Tuesday, November 09, 2021

"Letters From A Korean Foxhole: Remembered Words Of A Forgotten War"

Elizabeth Venturini writes that when her dad, Louis Joseph Venturini, "turned 20 years old in December 1950 ... it was his turn to go and serve his country." Six months earlier "75,000 soldiers from the North Korean People's Army poured across the 38th Parallel, the boundary between the Soviet-backed Democratic People's Republic of Korea to the north, and the pro-Western Republic of Korea to the south."

Louie was "honorably discharged from the Army in October 1952" after serving in Korea and being severely wounded by grenade shrapnel. His almost daily letters home revealed few details of his experiences in-country, and when he returned he had terrible nightmares for a time and "wanted to forget what had happened."

He married in 1954 and after a few years, as the family grew, they moved to Chico from Los Angeles. Here Louie farmed almonds and prunes and, as "a licensed building and plumbing contractor, he established ... the L-V Plumbing Company."

Later, as Elizabeth read the hundreds of letters her dad had sent home, "I realized they would tell the story of the Korean War as he experienced it in 1951, not as portrayed by the Hollywood genre of films." He was "uprooted from his civilian life and home like thousands of other young men, to serve in a country no one had heard of, for people no one knew, and for a war nobody understood."

Those letters, including family photographs and careful notes Elizabeth adds for context, have become "Letters From A Korean Foxhole: Remembered Words Of A Forgotten War" ($14.95 in paperback, self-published; also for Amazon Kindle with more at lettersfromakoreanfoxhole.com).
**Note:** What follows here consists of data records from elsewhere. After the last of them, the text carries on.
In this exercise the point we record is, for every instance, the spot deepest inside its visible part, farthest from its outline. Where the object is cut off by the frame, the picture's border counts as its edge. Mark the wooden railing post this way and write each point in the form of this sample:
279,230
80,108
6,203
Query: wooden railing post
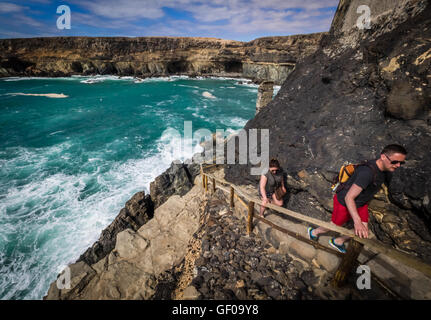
347,263
232,193
203,179
250,217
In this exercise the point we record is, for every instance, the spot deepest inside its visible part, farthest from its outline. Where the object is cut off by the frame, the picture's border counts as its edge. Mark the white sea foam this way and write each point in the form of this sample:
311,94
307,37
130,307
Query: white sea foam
48,95
61,221
209,95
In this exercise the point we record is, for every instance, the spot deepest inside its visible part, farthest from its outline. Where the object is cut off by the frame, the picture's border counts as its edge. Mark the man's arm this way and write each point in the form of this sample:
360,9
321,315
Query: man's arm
262,185
360,229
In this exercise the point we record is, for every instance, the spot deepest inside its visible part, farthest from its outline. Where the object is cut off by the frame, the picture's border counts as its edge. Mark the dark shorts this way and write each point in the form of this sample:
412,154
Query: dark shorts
340,214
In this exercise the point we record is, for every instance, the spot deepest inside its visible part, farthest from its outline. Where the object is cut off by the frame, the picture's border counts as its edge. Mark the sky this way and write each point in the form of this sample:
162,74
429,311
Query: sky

Most begin with "Dear Folks, Just a couple of lines to let you know that I am okay and hope you are all the same." Louie seems much more concerned with the well-being of those at home, and acknowledging salami Elizabeth's grandmother would send, than with the military challenges he faced. 

Poignantly, Elizabeth adds comments made seventy years later when she interviewed her dad. 

"A lot of good men died over there," he told her. "A lot of my buddies. Not much to say about that."